百子池前,高潔清雅的水仙已然凋零,蓮莖卻一簇一簇地傳開,鬱鬱蔥蔥地生長著。撲麵而來的清香之中,夾雜著讓人由之顫抖的淩寒之氣,冷風相送,直讓杜昭儀打了一個哆嗦。
侍侯在一旁的婉魚趕緊給主子披來一件鬥笠,杜昭儀徒手一拉蓋在皇兒身上,輕喃地念道:“慶兒,娘是bi不得已的,你別怪娘。”

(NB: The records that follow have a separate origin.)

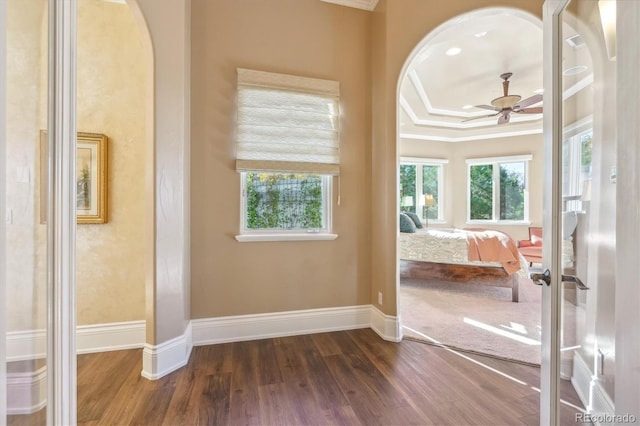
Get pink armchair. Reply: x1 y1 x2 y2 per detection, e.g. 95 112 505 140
517 226 542 266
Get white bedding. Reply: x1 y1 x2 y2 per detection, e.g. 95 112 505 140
399 228 529 278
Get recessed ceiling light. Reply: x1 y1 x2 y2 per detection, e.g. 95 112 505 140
446 47 462 56
562 65 587 76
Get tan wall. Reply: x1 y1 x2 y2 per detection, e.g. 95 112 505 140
2 0 46 331
398 134 543 240
371 0 543 315
191 0 372 318
76 0 147 325
7 0 145 331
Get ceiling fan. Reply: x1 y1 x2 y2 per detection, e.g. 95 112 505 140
463 72 542 124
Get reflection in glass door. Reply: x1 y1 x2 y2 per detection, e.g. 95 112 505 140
541 0 617 424
0 0 48 424
560 0 616 423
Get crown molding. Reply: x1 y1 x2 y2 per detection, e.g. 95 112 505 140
320 0 378 12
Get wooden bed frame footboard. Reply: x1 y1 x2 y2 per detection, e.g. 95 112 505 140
400 260 520 302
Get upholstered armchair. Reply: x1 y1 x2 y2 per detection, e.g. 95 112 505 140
517 226 542 266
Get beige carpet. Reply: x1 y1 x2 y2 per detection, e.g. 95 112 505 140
400 278 542 364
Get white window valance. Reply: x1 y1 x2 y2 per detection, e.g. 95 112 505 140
236 68 340 175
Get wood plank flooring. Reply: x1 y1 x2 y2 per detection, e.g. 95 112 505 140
9 329 580 425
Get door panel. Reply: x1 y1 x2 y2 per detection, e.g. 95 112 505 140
0 0 51 425
541 0 616 424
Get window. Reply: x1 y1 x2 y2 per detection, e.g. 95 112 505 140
467 155 532 223
562 129 593 211
236 69 340 241
400 157 448 222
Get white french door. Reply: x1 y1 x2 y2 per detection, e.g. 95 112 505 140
536 0 616 425
0 0 77 425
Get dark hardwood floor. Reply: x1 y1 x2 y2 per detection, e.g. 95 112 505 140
9 329 580 425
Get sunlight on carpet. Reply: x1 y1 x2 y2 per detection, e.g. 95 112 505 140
400 278 541 364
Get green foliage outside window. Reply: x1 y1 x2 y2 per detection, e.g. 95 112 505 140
422 166 440 220
469 164 493 220
469 162 525 220
400 164 416 213
500 163 524 220
246 173 323 229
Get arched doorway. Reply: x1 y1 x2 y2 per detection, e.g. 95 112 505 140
397 8 543 363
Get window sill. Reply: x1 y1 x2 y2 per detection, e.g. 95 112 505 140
466 220 531 226
236 232 338 243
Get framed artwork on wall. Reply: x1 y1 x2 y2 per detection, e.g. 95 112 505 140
40 130 109 224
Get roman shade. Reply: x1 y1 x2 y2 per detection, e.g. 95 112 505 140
236 68 340 175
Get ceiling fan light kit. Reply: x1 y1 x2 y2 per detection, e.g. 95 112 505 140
463 72 542 124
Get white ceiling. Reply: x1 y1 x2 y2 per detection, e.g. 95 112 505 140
322 0 593 142
399 9 543 142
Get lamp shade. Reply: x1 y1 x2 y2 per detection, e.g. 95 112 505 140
424 194 436 207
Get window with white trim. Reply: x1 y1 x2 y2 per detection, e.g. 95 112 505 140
466 155 532 223
562 129 593 211
236 69 340 241
400 157 449 222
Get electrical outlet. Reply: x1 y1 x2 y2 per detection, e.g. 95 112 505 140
596 348 604 376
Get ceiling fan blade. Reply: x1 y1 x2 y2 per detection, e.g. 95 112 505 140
513 95 542 109
462 112 500 123
474 105 500 112
498 114 511 124
513 107 542 114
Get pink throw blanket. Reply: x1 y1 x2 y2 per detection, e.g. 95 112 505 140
467 230 520 275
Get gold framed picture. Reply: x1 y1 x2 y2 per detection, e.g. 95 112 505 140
40 130 109 224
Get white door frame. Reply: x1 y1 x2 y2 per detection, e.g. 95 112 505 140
0 0 7 423
540 0 569 425
47 0 77 425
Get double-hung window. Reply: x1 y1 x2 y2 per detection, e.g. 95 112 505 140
466 155 532 223
400 157 449 222
236 69 340 241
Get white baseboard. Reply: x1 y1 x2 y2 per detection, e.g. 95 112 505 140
191 305 372 346
371 305 402 342
7 366 47 415
7 321 146 362
76 321 146 354
571 352 615 426
7 305 402 388
141 323 193 380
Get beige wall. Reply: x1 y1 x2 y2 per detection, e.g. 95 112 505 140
191 0 372 318
2 0 46 331
7 0 145 331
371 0 543 315
398 134 543 240
76 0 147 325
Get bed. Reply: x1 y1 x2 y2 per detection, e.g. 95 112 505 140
399 228 529 302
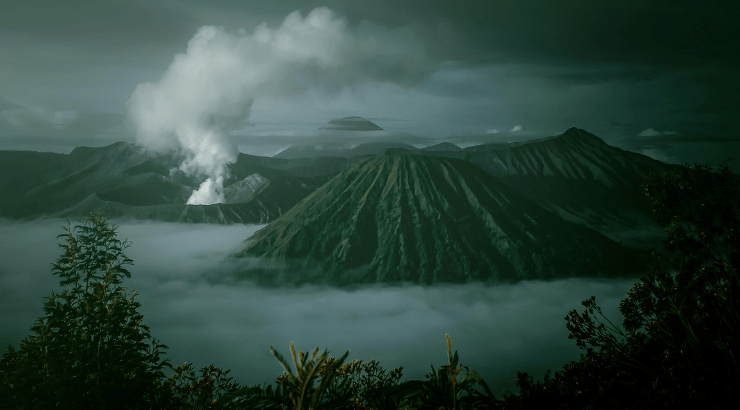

二皇子躺在搖椅之中,伸出的雙手胖乎乎的,鈴當在他的歡乎聲中搖得叮當作響。他儼然不知,今時今日就是他的死期,呈現在他天真而無辜的臉上的,是一片幼嫩的笑容,美好如旭日朝陽,直暖人心。
杜昭儀的眼中很快就溢滿了晶瑩如東海鮫珠的淚水,“慶兒......”她是那般的不舍得這個剛出世不過兩月餘日的孩子,目不轉睛地盯著他,見他衝她笑,她的心尤如刀錐鑽動,疼得無法呼吸。
婉魚見杜昭儀屏住呼吸,哽咽了一口氣,泛著淚水的眸光忽而尖利而鋒銳起來。她的心中,一定又在詛咒和仇恨著某一個人了。
沒錯,一切的一切因果,杜昭儀都歸根於慕容筱雲。若不是這個女人占據了皇帝哥哥的全部心靈,她又怎麽會變得這般狠毒,連自己的親生兒子都要犧牲在自己的計謀之中?
“慕容筱雲,慕容筱雲......”杜昭儀在心中咬牙切齒地念著這個人的名字,嬌嬈的丹鳳眼中呈現出一片凶煞之光,胸腔處隨之劇烈起伏。
婉魚見狀,由之一怔,心中懼怕著這個已經喪失良知的女人,真怕有一天她這個小小的婢女也會成為杜昭儀的犧牲品。她走到杜昭儀身前,小心翼翼地提醒道:“娘娘,花蕊夫人該到了。”
杜昭儀依舊目不轉睛地目視著自己的皇兒,倏地狠心地閉上那雙美目,纖纖柔荑雖是細小,卻足夠捂緊皇兒的嘴巴,將其窒息。
小小的二皇子手舞足蹈地掙紮了片刻,力氣越來越弱,連哭喊的權利也沒有,就那般夭折而去。